Current brain-inspired computing systems suffer from opacity (the “black-box” problem) and lack biological interpretability. Method: This study constructs an explainable biologically grounded reservoir computing system by replacing artificial recurrent units with *in vitro* cultured living neuronal networks. Using multielectrode arrays, handwritten digit stimuli are delivered as spatiotemporal electrical patterns; the resulting high-dimensional, dynamic neural responses are recorded and classified via a linear readout. Contribution/Results: We present the first end-to-end biologically implemented reservoir computing paradigm. On a MNIST subset classification task, the system achieves performance comparable to conventional artificial reservoirs, while enabling direct, interpretable mapping of computational dynamics onto underlying neurophysiological activity—offering both mechanistic transparency and biological plausibility. This work establishes a novel, experimentally verifiable framework for integrating biological intelligence with artificial intelligence.

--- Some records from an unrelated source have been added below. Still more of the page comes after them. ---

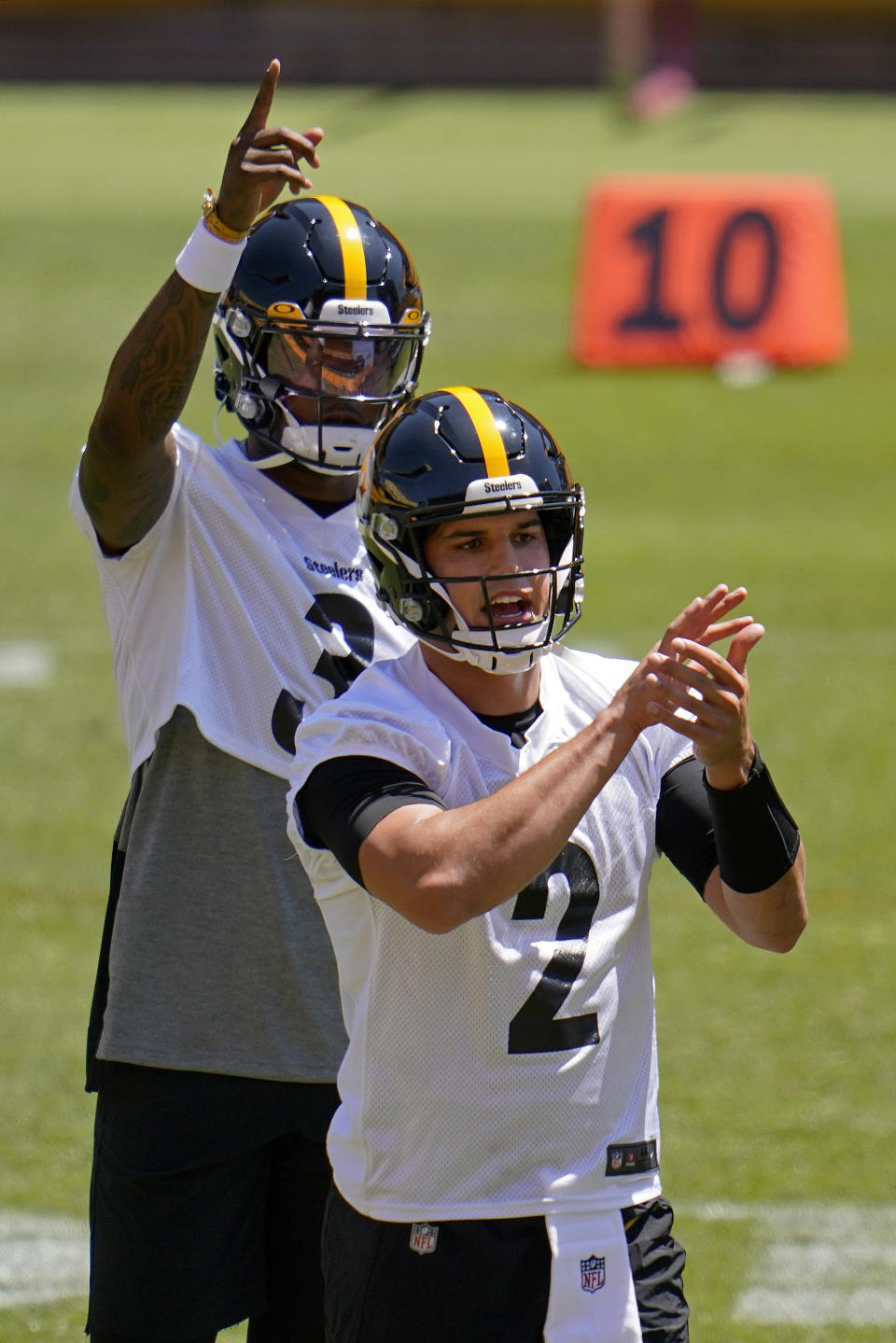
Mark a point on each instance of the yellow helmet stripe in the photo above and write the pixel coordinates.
(477, 409)
(349, 239)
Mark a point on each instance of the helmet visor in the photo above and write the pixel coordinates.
(333, 366)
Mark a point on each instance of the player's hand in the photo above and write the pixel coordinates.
(706, 696)
(704, 621)
(263, 160)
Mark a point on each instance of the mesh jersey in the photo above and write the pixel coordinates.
(474, 1084)
(242, 605)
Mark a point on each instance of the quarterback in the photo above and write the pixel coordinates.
(479, 818)
(237, 596)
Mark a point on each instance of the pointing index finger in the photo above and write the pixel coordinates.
(257, 119)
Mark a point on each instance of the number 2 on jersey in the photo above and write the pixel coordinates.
(536, 1028)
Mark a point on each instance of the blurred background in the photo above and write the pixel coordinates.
(477, 132)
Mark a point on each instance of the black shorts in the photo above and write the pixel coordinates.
(205, 1204)
(489, 1279)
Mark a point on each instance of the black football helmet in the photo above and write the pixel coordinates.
(320, 336)
(455, 453)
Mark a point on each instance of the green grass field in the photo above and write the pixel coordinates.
(778, 1073)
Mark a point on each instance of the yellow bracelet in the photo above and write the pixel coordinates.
(216, 225)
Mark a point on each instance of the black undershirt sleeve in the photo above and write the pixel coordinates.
(684, 823)
(344, 798)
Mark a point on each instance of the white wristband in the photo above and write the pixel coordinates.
(208, 262)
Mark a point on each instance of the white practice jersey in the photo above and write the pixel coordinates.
(507, 1068)
(242, 605)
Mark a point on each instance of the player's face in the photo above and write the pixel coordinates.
(496, 562)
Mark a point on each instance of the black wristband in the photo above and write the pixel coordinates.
(757, 838)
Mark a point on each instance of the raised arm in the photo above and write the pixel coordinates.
(441, 868)
(127, 469)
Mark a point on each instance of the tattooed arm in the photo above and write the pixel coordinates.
(128, 467)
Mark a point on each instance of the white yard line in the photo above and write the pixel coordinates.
(819, 1263)
(26, 665)
(42, 1259)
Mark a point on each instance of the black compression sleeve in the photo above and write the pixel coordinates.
(757, 838)
(344, 798)
(684, 823)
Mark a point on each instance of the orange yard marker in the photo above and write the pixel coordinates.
(691, 269)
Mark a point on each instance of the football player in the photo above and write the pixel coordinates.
(237, 596)
(479, 818)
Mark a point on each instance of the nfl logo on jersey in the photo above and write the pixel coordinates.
(593, 1273)
(424, 1238)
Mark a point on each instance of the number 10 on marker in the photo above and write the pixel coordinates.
(684, 270)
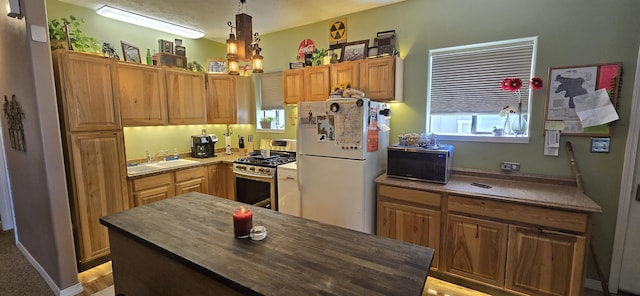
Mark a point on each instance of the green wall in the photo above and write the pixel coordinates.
(571, 32)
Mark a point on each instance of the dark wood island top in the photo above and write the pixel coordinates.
(298, 256)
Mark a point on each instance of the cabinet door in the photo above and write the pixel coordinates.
(544, 262)
(410, 224)
(143, 99)
(153, 188)
(316, 83)
(293, 86)
(347, 73)
(221, 97)
(89, 92)
(217, 180)
(99, 179)
(476, 249)
(378, 80)
(191, 180)
(186, 95)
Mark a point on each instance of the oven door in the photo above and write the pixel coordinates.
(256, 190)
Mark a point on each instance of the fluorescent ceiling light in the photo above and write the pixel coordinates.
(140, 20)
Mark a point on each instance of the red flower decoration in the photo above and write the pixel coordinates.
(536, 83)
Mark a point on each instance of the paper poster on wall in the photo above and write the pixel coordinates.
(568, 84)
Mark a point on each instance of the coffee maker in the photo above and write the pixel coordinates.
(203, 146)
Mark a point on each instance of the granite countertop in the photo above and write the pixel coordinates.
(298, 256)
(558, 195)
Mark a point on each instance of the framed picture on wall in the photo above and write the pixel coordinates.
(131, 53)
(352, 51)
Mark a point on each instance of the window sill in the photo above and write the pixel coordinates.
(483, 138)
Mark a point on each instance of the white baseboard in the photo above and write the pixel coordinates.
(70, 291)
(593, 285)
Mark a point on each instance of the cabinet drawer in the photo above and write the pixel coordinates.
(152, 181)
(188, 174)
(414, 196)
(571, 221)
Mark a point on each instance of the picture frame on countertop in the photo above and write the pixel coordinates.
(216, 66)
(130, 52)
(352, 51)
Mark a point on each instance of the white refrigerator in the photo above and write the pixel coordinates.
(341, 150)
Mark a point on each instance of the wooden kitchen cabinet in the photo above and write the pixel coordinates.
(346, 72)
(542, 262)
(142, 92)
(98, 187)
(523, 238)
(229, 99)
(192, 180)
(293, 85)
(153, 188)
(217, 180)
(316, 83)
(186, 95)
(306, 84)
(88, 91)
(382, 78)
(411, 216)
(476, 249)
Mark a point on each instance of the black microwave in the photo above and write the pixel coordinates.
(430, 164)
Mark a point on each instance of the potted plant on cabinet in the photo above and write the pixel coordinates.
(64, 30)
(265, 122)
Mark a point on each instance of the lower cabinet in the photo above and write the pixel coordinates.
(476, 249)
(154, 188)
(411, 216)
(544, 262)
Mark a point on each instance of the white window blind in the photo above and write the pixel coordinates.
(467, 79)
(271, 92)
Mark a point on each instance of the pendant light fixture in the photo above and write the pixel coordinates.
(243, 46)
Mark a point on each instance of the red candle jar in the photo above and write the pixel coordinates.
(242, 222)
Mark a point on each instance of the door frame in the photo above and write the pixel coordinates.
(627, 190)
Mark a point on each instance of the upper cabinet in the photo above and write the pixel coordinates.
(381, 79)
(89, 86)
(143, 99)
(229, 99)
(346, 73)
(186, 96)
(293, 86)
(317, 84)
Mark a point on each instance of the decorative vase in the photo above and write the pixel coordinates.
(519, 123)
(506, 129)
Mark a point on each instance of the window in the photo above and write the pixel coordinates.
(270, 116)
(464, 97)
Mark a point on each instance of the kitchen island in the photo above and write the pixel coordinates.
(185, 246)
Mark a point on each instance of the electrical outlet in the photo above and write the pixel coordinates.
(510, 166)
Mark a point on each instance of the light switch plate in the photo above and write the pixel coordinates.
(600, 145)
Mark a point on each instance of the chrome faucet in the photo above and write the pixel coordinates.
(151, 158)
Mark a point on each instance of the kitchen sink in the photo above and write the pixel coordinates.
(159, 166)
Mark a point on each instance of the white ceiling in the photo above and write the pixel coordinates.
(211, 16)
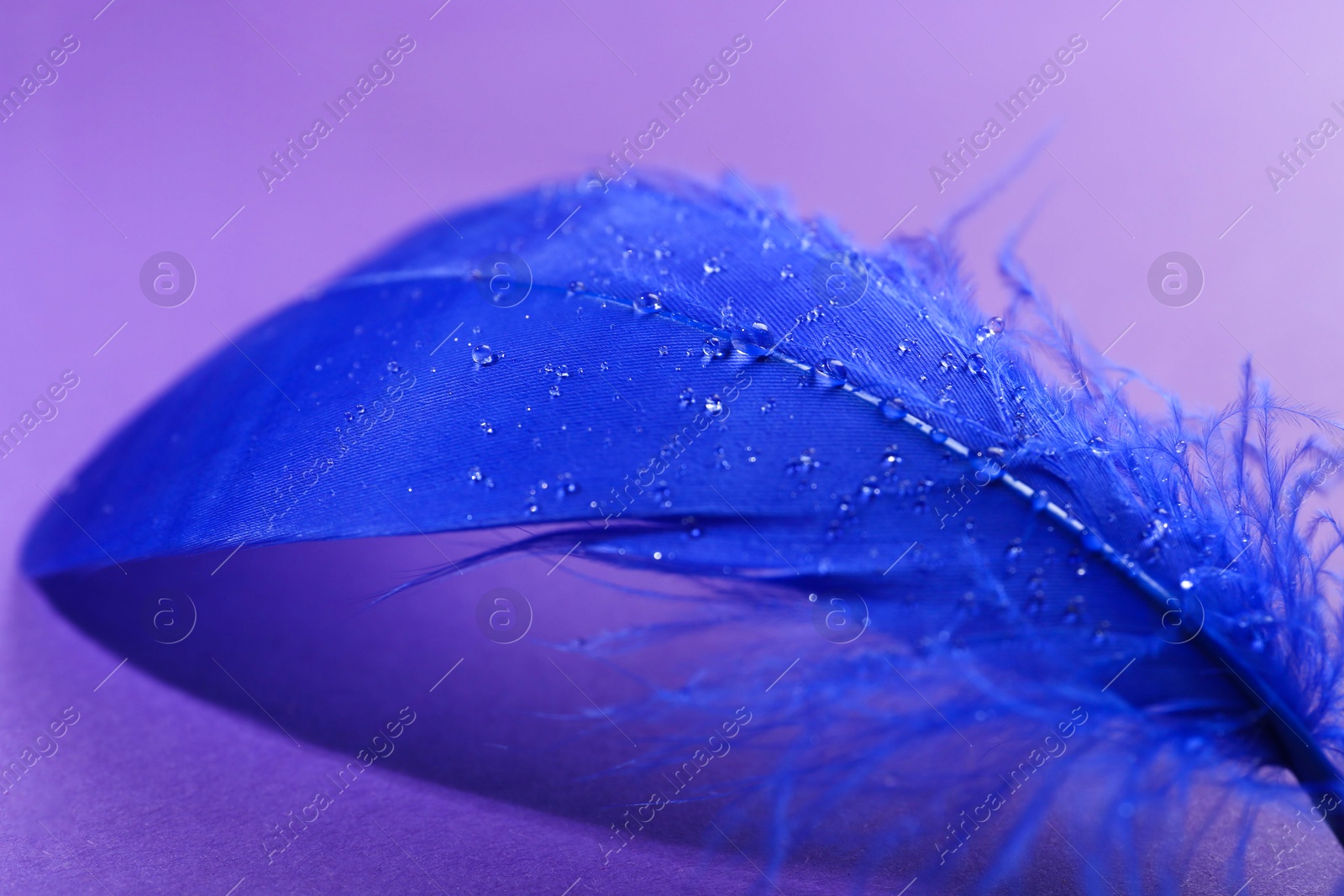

In this paper, we present a biologically grounded approach to reservoir computing (RC), in which a network of cultured biological neurons serves as the reservoir substrate. This system, referred to as biological reservoir computing (BRC), replaces artificial recurrent units with the spontaneous and evoked activity of living neurons. A multi-electrode array (MEA) enables simultaneous stimulation and readout across multiple sites: inputs are delivered through a subset of electrodes, while the remaining ones capture the resulting neural responses, mapping input patterns into a high-dimensional biological feature space. We evaluate the system through a case study on digit classification using a custom dataset. Input images are encoded and delivered to the biological reservoir via electrical stimulation, and the corresponding neural activity is used to train a simple linear classifier. To contextualize the performance of the biological system, we also include a comparison with a standard artificial reservoir trained on the same task. The results indicate that the biological reservoir can effectively support classification, highlighting its potential as a viable and interpretable computational substrate. We believe this work contributes to the broader effort of integrating biological principles into machine learning and aligns with the goals of human-inspired vision by exploring how living neural systems can inform the design of efficient and biologically plausible models.